İlk gün Napoli’nin içinde yürüdük de yürüdük. Binalar çok güzel, eski ama şiir gibi her biri. Balkonların neredeyse hepsi çiçekli. Bizim balkonlar, evin içinde istenmeyen, yer bulunamayan her şeyin naylonlarla sarılı şekilde yığıldığı, kötü görünen yerlerdir. Bizde evlerin dışı değil, içi daha çok önemsenir. Napoli öyle değil, balkonlar tertemiz, eşya yok, zaten küçükler. İstanbul'da hani Beyoğlu'nda ünlü Doğan Apartmanı vardır ya, bayılırız oraya, Napoli'de her yerin, tüm binaların Doğan Apartmanı olduğunu düşünün, öyle bir yer. Balkonlardan sepet sarkıtarak bakkaldan alışveriş yapma işi devam ediyor. Çamaşırlar asılı. Yağmurdan korumak için de üzerlerine naylon mandallamışlar. Bazı evlerde bu naylonlar şeffaf, bazılarında mavi. Ama bütün apartman anlaşmış, aynı rengi kullanıyorlar.

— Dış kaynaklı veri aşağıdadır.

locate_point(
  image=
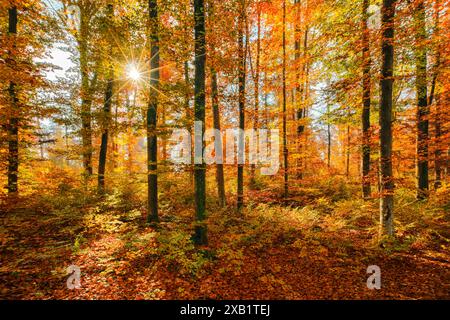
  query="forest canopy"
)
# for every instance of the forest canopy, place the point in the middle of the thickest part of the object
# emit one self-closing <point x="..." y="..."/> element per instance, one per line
<point x="204" y="143"/>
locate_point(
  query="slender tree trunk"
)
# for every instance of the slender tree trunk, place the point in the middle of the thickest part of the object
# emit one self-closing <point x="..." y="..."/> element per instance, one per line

Geniş ana caddelerden girilen sokaklar daracık. Motorsiklet kullanımı çok yaygın. Siesta nedeniyle dükkanlar 16.00’da açılıyor. Akşamları şehir daha bir canlı oluyor. Şehir merkezinde 1 milyona yakın, çevresiyle birlikte 6 milyona yakın nüfusun olduğunu okudum.Uçak inerken şehrin çok büyük ve sanayi tesisleriyle çevrili olduğu dikkati çekiyordu zaten. Sanırım ilkbahar ve yaz aylarında şehir çok daha canlı oluyordur. Sokaklarda tek tük sokak köpeğine ve kediye rastladık. Akşamları işten evine gidenler, köpeklerini alıp dışarı çıkarıyorlar. Her meydanda sohbet eden, o arada köpekleri birbiriyle oynayan bir dolu insan oluyor. İnsanlar kafelerde ayaküstü kahvelerini içiyorlar. Oturarak içersen fiyat yükseliyor, servis bedeli ekleniyor. Ayaküstü 1 Euro.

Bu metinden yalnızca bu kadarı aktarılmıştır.